To minimize this cost, we propose to build QUEST, a query optimizer that produces optimized execution plans for a given user query. Due to the properties of LLMs and unstructured data analysis, this query optimization problem raises unique challenges as opposed to that in relational databases. First, unlike database optimizers that merely minimize query execution time, the optimization objectives of QUEST are twofold: (1) minimize LLM cost and (2) guarantee high accuracy of data generation. Second, database optimizers collect some table statistics beforehand to estimate the selectivities and the cost of the operators. However, in unstructured data analysis, the tables are not available until running data generation operations. Clearly, generating these tables first and optimizing queries later will defeat the primary objective of QUEST. Moreover, the LLM cost of each data generation operation depends on the number of input tokens to an LLM. Therefore, to reduce the LLM cost, we should minimize the amount of text fed into an LLM. Relational databases use indexes to filter tuples that do not satisfy a predicate. However, in unstructured data analysis, given an input text, it is unsure whether an LLM could generate the desired data from it.
These challenges motivate our proposal to revisit the architecture and optimization principles of traditional database optimizers to achieve the objectives of QUEST. Rather than producing optimized plans before query execution, it adopts an optimize at execution time architecture that interleaving query optimization with execution, progressively estimates the cost of operations and dynamically optimizes plans, without assuming that the tables have to be available beforehand.
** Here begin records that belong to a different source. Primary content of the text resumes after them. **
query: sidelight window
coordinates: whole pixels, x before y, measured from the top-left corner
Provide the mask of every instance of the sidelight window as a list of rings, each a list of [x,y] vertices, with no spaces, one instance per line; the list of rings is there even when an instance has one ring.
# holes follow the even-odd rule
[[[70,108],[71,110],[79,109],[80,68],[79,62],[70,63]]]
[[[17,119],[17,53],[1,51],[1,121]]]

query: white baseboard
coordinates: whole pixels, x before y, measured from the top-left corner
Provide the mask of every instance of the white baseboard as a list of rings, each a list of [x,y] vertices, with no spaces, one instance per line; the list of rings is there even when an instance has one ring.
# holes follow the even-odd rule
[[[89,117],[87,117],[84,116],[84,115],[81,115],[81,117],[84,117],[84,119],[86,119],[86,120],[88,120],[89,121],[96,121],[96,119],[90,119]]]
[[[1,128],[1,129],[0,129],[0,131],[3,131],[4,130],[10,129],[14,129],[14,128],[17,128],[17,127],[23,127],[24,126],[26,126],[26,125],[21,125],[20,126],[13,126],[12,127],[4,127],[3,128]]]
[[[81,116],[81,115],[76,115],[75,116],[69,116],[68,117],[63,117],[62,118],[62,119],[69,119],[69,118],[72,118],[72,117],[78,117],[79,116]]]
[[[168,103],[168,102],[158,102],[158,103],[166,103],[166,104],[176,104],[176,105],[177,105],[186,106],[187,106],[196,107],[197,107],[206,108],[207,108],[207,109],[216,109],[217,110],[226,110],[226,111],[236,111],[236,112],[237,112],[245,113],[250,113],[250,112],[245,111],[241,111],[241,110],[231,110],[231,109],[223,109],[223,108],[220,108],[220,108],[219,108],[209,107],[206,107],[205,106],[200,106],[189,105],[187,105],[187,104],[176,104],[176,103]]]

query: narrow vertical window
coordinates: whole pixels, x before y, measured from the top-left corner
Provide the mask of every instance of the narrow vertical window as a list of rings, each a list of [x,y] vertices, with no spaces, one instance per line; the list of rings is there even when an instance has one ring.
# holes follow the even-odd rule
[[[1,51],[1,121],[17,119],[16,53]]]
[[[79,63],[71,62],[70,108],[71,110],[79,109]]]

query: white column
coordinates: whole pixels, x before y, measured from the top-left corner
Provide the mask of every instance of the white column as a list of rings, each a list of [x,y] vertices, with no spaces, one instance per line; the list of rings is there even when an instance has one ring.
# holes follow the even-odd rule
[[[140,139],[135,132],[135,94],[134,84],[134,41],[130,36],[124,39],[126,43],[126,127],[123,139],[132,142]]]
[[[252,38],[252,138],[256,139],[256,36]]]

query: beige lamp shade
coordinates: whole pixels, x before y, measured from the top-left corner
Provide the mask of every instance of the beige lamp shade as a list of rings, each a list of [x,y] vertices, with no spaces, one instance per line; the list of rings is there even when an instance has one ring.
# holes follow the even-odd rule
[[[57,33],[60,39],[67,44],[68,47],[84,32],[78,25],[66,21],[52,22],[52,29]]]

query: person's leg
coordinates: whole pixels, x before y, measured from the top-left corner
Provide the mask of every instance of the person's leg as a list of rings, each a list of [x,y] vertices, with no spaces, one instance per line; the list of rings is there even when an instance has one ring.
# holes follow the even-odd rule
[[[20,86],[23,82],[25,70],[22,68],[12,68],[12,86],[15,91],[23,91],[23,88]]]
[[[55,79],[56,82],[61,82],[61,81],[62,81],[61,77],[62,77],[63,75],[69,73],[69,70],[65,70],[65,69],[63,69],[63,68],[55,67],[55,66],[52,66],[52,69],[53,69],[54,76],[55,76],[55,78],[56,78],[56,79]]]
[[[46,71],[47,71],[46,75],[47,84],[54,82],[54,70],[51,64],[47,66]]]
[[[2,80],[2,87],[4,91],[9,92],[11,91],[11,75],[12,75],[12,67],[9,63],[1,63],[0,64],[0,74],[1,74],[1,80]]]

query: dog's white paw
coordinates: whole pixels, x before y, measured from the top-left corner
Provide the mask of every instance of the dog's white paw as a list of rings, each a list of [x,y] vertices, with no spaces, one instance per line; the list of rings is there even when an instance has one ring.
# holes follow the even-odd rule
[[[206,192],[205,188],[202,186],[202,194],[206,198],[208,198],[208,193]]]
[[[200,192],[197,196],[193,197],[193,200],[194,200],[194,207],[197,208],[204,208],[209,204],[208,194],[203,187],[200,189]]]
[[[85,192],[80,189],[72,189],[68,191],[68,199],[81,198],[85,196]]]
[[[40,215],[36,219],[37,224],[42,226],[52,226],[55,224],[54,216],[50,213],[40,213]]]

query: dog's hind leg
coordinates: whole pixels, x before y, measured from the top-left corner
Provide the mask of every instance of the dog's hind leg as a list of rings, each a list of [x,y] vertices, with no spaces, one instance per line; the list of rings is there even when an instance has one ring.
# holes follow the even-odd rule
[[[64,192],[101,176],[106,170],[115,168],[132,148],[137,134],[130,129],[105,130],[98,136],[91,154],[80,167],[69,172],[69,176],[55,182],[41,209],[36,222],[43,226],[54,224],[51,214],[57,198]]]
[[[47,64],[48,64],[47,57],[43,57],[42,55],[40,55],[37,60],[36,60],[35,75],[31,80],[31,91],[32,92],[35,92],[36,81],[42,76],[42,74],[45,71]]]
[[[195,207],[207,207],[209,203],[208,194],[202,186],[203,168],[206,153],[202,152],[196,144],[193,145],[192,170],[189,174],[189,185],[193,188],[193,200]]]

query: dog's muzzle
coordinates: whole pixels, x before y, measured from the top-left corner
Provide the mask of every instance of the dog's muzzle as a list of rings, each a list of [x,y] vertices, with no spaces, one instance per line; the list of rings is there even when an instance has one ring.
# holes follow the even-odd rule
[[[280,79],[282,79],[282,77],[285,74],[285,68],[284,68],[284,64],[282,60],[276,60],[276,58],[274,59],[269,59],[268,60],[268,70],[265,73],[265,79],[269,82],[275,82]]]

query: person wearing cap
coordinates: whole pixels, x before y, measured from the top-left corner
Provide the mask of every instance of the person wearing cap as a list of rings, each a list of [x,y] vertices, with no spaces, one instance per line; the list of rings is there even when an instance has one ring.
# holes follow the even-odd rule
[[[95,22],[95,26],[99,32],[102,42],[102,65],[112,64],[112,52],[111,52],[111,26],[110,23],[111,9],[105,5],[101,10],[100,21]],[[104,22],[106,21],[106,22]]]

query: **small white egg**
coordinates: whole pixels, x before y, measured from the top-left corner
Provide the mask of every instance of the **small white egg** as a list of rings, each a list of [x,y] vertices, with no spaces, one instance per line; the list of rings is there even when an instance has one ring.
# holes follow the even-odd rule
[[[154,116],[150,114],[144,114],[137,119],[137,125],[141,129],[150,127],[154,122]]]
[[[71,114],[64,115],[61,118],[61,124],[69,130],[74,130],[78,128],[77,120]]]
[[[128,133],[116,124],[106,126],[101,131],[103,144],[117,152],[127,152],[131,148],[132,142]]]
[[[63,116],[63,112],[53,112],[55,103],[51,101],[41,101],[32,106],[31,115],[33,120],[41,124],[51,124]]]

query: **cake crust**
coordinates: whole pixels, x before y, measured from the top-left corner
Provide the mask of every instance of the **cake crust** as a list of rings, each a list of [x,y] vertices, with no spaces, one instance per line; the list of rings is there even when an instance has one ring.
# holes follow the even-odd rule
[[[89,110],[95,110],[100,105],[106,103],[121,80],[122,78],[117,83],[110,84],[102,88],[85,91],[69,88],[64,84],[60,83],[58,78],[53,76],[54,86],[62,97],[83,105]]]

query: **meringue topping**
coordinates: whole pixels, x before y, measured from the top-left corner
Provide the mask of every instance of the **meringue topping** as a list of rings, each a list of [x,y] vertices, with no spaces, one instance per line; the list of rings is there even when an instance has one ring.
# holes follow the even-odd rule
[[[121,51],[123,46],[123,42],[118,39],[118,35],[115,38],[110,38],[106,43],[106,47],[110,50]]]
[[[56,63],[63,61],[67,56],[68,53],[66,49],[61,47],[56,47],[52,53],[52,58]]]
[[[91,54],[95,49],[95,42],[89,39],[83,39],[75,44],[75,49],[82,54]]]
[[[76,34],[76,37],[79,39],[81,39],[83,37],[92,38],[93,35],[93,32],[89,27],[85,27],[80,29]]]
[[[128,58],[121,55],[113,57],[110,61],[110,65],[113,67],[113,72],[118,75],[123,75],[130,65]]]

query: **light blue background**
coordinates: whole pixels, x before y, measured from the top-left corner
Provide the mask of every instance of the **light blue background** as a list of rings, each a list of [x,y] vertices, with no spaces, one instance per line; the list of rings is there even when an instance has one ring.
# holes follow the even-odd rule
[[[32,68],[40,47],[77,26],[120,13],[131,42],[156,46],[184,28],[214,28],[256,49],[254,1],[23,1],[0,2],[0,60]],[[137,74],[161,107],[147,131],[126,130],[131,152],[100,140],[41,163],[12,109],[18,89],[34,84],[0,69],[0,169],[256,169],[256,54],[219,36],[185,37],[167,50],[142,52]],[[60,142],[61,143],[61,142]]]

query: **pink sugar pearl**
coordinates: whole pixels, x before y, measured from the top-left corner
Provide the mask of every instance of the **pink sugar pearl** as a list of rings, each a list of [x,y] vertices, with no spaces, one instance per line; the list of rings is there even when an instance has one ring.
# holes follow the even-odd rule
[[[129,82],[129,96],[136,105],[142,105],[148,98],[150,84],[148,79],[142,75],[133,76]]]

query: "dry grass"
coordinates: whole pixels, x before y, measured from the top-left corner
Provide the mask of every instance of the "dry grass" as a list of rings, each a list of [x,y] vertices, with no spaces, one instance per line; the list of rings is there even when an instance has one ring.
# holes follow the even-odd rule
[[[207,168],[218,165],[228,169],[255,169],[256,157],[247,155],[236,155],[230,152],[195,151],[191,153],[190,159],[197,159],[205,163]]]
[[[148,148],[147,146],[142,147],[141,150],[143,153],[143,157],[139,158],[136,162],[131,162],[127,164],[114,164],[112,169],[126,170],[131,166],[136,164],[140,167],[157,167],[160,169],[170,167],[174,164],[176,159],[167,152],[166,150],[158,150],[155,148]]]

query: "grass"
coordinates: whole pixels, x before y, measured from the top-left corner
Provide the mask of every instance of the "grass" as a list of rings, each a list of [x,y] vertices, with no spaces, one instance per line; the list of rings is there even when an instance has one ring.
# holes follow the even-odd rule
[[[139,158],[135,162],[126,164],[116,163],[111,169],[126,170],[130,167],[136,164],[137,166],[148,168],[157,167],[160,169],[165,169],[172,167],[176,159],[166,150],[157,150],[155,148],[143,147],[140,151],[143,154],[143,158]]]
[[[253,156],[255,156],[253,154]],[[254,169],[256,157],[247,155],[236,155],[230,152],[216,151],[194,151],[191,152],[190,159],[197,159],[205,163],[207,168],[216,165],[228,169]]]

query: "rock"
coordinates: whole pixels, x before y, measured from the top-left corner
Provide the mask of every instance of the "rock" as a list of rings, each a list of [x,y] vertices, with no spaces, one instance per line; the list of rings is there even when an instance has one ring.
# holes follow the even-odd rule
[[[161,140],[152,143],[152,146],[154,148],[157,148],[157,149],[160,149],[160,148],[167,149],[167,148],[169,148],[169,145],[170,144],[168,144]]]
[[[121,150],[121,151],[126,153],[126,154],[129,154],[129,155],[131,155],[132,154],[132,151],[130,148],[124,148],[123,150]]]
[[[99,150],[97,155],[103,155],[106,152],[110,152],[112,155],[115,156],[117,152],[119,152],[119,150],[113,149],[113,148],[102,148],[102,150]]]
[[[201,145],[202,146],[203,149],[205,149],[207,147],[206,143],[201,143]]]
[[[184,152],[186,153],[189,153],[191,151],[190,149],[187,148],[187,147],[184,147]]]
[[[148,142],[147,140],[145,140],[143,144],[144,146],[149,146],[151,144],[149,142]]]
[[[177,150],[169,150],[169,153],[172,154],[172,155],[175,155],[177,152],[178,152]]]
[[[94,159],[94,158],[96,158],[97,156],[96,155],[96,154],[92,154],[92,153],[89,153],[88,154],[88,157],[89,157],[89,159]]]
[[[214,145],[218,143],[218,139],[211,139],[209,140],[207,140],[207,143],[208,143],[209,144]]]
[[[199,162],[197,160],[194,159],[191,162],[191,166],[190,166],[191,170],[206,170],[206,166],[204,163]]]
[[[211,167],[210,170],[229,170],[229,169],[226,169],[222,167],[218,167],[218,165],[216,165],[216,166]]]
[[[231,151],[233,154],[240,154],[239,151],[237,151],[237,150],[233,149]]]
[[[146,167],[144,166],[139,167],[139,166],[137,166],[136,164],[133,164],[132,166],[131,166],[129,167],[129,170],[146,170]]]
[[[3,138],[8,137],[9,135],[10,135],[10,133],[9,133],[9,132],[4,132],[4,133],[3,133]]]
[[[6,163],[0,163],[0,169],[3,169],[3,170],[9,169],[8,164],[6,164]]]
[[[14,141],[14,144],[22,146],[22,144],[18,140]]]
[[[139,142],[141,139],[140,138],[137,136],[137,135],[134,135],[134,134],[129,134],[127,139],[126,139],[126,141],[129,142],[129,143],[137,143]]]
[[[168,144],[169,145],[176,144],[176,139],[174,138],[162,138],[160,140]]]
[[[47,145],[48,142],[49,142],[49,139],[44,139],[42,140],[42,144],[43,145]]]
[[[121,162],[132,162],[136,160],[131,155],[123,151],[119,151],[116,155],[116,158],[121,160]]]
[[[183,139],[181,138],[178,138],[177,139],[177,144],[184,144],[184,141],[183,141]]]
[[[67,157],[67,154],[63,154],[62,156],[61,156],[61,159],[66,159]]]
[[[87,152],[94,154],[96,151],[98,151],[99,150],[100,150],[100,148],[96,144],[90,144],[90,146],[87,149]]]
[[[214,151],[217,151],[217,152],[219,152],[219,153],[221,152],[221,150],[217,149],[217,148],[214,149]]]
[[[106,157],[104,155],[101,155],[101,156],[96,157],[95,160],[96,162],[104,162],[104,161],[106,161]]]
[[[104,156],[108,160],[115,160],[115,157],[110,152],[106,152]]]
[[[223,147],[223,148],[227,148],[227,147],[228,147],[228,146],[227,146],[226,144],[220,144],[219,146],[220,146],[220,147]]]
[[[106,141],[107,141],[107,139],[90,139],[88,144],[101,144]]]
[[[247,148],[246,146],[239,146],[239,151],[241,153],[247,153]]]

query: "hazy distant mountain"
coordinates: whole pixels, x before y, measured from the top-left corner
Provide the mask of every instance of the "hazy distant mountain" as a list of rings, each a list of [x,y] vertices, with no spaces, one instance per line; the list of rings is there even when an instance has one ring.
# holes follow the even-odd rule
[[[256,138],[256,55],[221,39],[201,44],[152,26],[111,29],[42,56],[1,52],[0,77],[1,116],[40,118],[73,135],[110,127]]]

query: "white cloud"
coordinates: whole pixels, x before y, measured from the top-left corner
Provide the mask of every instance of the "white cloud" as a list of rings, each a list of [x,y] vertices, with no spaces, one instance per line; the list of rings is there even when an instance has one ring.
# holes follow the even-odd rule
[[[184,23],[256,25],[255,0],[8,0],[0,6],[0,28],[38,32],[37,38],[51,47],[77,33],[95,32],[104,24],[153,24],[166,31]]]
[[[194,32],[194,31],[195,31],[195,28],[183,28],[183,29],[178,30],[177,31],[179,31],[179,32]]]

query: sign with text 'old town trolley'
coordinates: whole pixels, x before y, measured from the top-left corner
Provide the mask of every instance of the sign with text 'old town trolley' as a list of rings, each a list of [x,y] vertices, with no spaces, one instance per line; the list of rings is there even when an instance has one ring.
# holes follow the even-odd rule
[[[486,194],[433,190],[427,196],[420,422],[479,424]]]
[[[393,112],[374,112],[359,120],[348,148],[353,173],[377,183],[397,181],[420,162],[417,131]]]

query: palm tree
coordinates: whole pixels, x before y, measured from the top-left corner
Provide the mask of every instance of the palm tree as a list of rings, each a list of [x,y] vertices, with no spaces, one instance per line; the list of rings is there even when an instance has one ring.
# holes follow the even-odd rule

It minimizes the LLM cost per data generation by offering an index style solution to reduce the amount of input text to LLMs, while guaranteeing the generation accuracy by interacting generation with filtering. It avoids generating tuples that will not be in the final query results, effectively minimizing the frequency of calling data generation operations. The ideas include reordering filters and joins, transforming joins to filters, and approximate aggregation queries on sampled pieces of text.
Optimizing Agentic Workflows for Data Management
Many applications are composing agentic workflows to solve data data management tasks, such as data preparation or text-based data analysis. These workflows are hard to compose, tune, and often slow and expensive. We thus propose to develop and end-to-end system that optimizes a agentic workflow.
Distributed/Cloud Databases
Build new cloud database architecture to fully resolve the performance and scaling issues, such as load imbalance caused by affinity-based scheduling and data locality issue.